Pero la más divertida y provechosa actividad de mis visitas a la casa del Bebe eran, para mi, los partidos de bolitas. Un buen día, decidió que lo acompañara a la cancha que quedaba en la calle del frente de la quinta, a dos cuadras de distancia. Estaba marcada cerca del poste de luz de la esquina, en la vereda de la casa de los Jiardina, que eran prácticamente los dueños del lugar y los jefes del barrio. Se trataba de un par de mellizos tan iguales, físicamente, que parecían fotocopias. Igualmente rubios y rulientos, igualmente flacos y sucios. No sé si usaban ropas iguales, pero las que vestían estaban tan sucias, rotosas y remendadas, que las diferencias, si las tenían, no se notaban.
Ya me había advertido, mi amigo, que los Jiardina eran peleadores y camorreros y que seguramente tratarían de pelearse conmigo inventando cualquier excusa. __Vos no te enojés ni contestés, dejame a mi…, me había dicho.
Los agresivos mellizos se llamaban Nito y Coco, pero era difícil acertar con el nombre a no ser que uno supiera cuál de los dos era el que siempre usaba, en cada dedo de su mano derecha, un anillo puntiagudo y amenazante fabricado con un clavo de herradura.
Tal como lo había previsto el Bebe, ni bien llegamos a la cancha, uno de los rubios me miró desafiante y gritó__¡¿y este gordo bachicha revienta salchicha?!. No había terminado la frase, cuando mi compañerito contestó, no menos desafiante:__¡es mi amigo y yo lo defiendo! El viejo se quedó, un momento, mirando al infinito con una sonrisa plácida en sus labios.__¡Santo remedio, Bautista!..., nunca más me agredieron.
Pero, después, solo con mi almohada, pensaba, ¿ como podía un alfeñique menor, con estampa de debilucho y malformado imponer tanto respeto?. Más tarde entendí. Mi héroe era como un náufrago que desembarcó en una isla peligrosa llena de caníbales.
Para poder sobrevivir, había tenido que aprender rápidamente muchas cosas. Se dio cuenta, desde el principio, que tenía que desarrollar virtudes extraordinarias si quería sortear las dificultades que le planteaba el ambiente. Trabajó incansablemente y lo consiguió. Por más pequeño que fuera, ¿quién se animaba a faltarle el respeto a alguien que podía amaestrar una inmensa araña venenosa?, ¿quién quería pelear con un chico que armaba su gomera como un rayo y le acertaba infaliblemente a cualquier pajarito, en la punta del eucaliptus más alto?, ¿se podía alardear de algún trofeo, con alguien que tenía una colección de peces de colores, pescados por él mismo en el fondo de su casa?

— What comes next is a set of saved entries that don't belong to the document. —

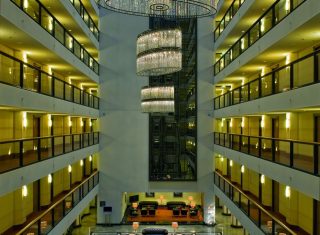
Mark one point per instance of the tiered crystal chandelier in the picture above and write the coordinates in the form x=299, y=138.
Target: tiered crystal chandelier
x=157, y=99
x=159, y=52
x=162, y=8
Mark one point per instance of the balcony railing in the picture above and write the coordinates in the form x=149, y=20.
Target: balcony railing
x=22, y=152
x=49, y=218
x=275, y=14
x=264, y=218
x=299, y=73
x=78, y=5
x=232, y=10
x=16, y=73
x=300, y=155
x=37, y=11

Yo pude unir mi historia de preso liberado con la de mi salvador, un pequeño Robinson Crusoe sobreviviente del naufragio que me enseñó en poco tiempo y en forma práctica una frase de Napoleón que mi padre había colgado en la cabecera de mi cama: “Imposible es una palabra que solo se encuentra en el diccionario de los tontos”
Pero escuchame bien, Bautista, porque ahora viene la mejor parte, el histórico partido que le jugamos a los Jiardina en su propia cancha…, ¡Bautista!..., ¡¿qué hacés?!..., ¡¿me tomaste de gil?!..., yo me esfuerzo para tratar de transmitirte un poco de cultura y vos ¡¿seguís con los auriculares colocados escuchando la porquería de música que guardás en ese aparatito infernal que te regaló tu viejo?!